A final note regarding pharmaceuticals is that not all prescriptions are bad and just used to treat a symptom without addressing the root cause. An example of this is hormones. Sometimes no matter what you are doing to treat the root cause of autoimmune Hashimoto’s (a hypothyroid condition where the thyroid does not produce enough relevant hormones), a prescription for thyroid hormones is necessary and may be needed for life for some people. At the same time, however, it is important to use other therapies to manage the root cause of having an autoimmune condition to begin with.

Alternative Treatment

Alternative treatments are the opposite of conventional treatments. Some use a combination of alternative therapies, which in some circumstances may work best. The following are many types (not all) of alternative therapies that can be very helpful with varying conditions.

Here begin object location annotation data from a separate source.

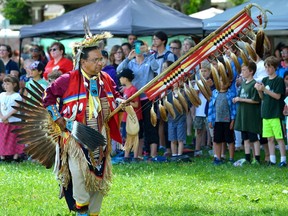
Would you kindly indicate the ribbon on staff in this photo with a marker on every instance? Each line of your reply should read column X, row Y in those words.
column 195, row 55
column 198, row 56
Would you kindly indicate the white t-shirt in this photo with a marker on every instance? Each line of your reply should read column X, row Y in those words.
column 200, row 110
column 260, row 72
column 6, row 103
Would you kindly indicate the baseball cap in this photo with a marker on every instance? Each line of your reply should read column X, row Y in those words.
column 37, row 65
column 2, row 67
column 136, row 42
column 126, row 73
column 104, row 53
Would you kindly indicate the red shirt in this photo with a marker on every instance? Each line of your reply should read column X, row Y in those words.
column 64, row 65
column 128, row 92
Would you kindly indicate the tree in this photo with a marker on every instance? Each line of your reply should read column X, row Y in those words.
column 17, row 11
column 237, row 2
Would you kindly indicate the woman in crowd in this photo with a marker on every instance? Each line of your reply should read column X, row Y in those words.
column 5, row 55
column 57, row 61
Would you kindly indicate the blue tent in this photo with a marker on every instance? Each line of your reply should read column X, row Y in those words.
column 277, row 21
column 139, row 17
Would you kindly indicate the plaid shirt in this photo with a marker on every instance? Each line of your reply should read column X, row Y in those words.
column 212, row 111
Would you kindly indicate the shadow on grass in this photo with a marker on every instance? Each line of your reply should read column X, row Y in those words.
column 191, row 210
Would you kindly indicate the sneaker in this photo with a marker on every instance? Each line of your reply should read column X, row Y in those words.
column 161, row 150
column 255, row 162
column 198, row 153
column 217, row 162
column 126, row 159
column 158, row 159
column 211, row 152
column 271, row 163
column 283, row 164
column 231, row 160
column 240, row 162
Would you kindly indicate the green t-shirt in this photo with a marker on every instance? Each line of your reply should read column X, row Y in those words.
column 248, row 116
column 272, row 108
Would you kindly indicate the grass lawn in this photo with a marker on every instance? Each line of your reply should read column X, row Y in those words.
column 144, row 189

  • Aromatherapy and essential oils
  • Acupuncture
  • Herbal medicine
  • Homeopathic remedies
  • Nutritional and natural supplementation
  • Massage
  • Visualization
  • Meditation
  • Emotional Freedom Technique (EFT)
  • Colonics and coffee retention enemas
  • Infrared light and heat
  • Oxygen treatment (e.g., hyperbaric chamber)
  • Ozone therapy
  • Chiropractic care
  • Detoxification programs
  • Various types of IV therapies
  • Chelation
  • Reflexology
  • Dietary protocols
Complimentary Treatment

Complimentary treatment is based on using alternative therapies alongside conventional treatment. In this case, you may use alternative therapies (e.g., acupuncture and herbs) to cope with side effects of conventional treatment (e.g. chemotherapy) or alternative therapies alongside conventional treatment to support your treatment being more effective.

Another term, holistic, is sometimes referred to as a type of practitioner (e.g., Holistic Medicine Doctor) or as it relates to a type of therapy. Holistic is distinct from conventional or traditional medicine and is most used when it relates to functional and integrative medicine and alternative therapies.
“Treatment is focused on considering that the mind, spirit and body are all interconnected.” Rather than focus on an illness or specific parts of the body, holistic health considers the whole person and how they interact with their environment.

Regardless of your choice of practitioner and therapy, and whether you are treating an existing health problem or wanting to prevent one, a great goal is to take an active role in your health. We cannot rely on a doctor to do everything while we just wait for a diagnosis and prescription. To be blunt, that is unwise and leading you down a path of being at a much higher risk of having additional health problems. They may not happen immediately, but highly probable of occurring in the future. The key question to ask is “do I want to have the best chance at enjoying what I love to do for as long as I can or do I just want short term relief while awaiting the inevitable health decline and having regrets?”

Be someone that takes responsibility to be your healthiest you. Make changes now to prevent health problems and seek to address underlying causes to any existing conditions you may have. Be your best advocate or designate someone close to you to do that if you are not able. Be informed and take the reins.